It happened again. Just the way it always happens. I'm sick of it. I'm frustrated. I think it may be time to return to the drawing board.
As always at the office, I answered the phone the other day by saying:
"Bob Levey speaking."
The first thing the voice on the other end said was:
"Is this Bob Levey? "
Now, even this early in the conversation, there's probably no way to rescue it.
Most of the time this happens --and it happens at least once a week--I'm already thinking: "Who the heck do you think it is, numbskull? I just told you it's Bob Levey speaking."
Or: "I can hardly wait for the rest of this conversation. This guy must be as alert as Sleeping Beauty. Notice how quick on the uptake he's been so far."
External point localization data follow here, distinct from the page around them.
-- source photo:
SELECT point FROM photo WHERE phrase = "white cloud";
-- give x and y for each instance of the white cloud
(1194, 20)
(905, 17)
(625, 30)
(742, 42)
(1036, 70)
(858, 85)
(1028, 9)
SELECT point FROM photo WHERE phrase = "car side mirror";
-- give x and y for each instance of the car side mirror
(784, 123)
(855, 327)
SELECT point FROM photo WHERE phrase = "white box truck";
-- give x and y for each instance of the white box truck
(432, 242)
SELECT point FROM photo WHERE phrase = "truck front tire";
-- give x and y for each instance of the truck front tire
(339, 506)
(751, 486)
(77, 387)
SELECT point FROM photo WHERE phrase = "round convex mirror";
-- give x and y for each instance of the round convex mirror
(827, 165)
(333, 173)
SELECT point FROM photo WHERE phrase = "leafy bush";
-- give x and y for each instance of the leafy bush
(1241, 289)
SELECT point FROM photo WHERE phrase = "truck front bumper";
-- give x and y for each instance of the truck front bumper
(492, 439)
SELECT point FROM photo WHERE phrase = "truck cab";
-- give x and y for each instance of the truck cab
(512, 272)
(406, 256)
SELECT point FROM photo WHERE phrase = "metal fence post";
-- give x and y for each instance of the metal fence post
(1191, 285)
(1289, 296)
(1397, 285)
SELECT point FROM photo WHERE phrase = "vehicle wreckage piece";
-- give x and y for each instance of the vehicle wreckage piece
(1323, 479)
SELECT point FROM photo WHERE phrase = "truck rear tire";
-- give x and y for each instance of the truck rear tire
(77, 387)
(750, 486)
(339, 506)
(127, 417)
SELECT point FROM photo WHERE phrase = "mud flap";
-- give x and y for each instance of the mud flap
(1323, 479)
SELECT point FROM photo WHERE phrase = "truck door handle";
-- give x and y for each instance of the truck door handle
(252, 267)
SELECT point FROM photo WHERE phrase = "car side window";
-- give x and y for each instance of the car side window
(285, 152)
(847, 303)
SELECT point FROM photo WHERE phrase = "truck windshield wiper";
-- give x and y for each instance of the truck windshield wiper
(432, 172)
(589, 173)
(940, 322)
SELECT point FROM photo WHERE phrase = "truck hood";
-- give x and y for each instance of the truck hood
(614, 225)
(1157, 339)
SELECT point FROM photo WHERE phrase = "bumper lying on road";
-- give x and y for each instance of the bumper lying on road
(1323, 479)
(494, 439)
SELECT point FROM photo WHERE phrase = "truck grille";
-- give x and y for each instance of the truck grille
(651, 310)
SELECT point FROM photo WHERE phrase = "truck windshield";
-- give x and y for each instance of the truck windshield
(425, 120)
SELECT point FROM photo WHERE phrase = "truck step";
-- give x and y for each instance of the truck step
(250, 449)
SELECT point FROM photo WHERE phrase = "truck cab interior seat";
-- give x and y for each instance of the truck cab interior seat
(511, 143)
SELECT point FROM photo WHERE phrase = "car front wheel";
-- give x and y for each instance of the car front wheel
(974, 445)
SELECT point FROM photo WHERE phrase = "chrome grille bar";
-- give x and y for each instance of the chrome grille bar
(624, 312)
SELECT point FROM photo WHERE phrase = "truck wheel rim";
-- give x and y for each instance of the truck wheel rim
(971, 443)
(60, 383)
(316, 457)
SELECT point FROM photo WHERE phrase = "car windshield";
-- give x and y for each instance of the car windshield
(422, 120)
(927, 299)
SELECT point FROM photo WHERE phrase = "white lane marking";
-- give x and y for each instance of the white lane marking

Or I let my mind wander a little: "Y'know, pal," I say to myself, as the voice on the phone tries to grapple with the fact that I really am Bob Levey, "the world has gone to the dogs. People are so stunned by the fact that a guy answers his own phone, rather than having a secretary to do it, that they get discombobulated right before your very ears."
But what do I actually say when "Is this Bob Levey? " happens?
Usually: "Yes, sir-or-ma'am, this is Bob Levey."
Truly, you do catch more flies with honey.
But I've been thinking that I should change my act.
Maybe I should simply say "Hello," the way I do at home.
Maybe I should be a tough guy and bark, "Levey," in a tone that says unmistakably, "I'm very busy, and you're interrupting me."
Maybe I should come up with a longer spiel -- something like, "This is Bob Levey, may I help you?" --to give the caller a little more time to fasten onto the fact that I am the very soul he is trying to reach.
But "hello" would invite the same question from the caller that I get now. Barking my last name might scare someone (and I'm not always that busy). And the longer spiel might take too much time and patience on days when I am that busy.
So "Bob Levey speaking" it is. It may not be the soul of brevity, or of wit. And it may invite a wry caller to reply, "I didn't think you were whispering, Bob." But aren't the alternatives worse?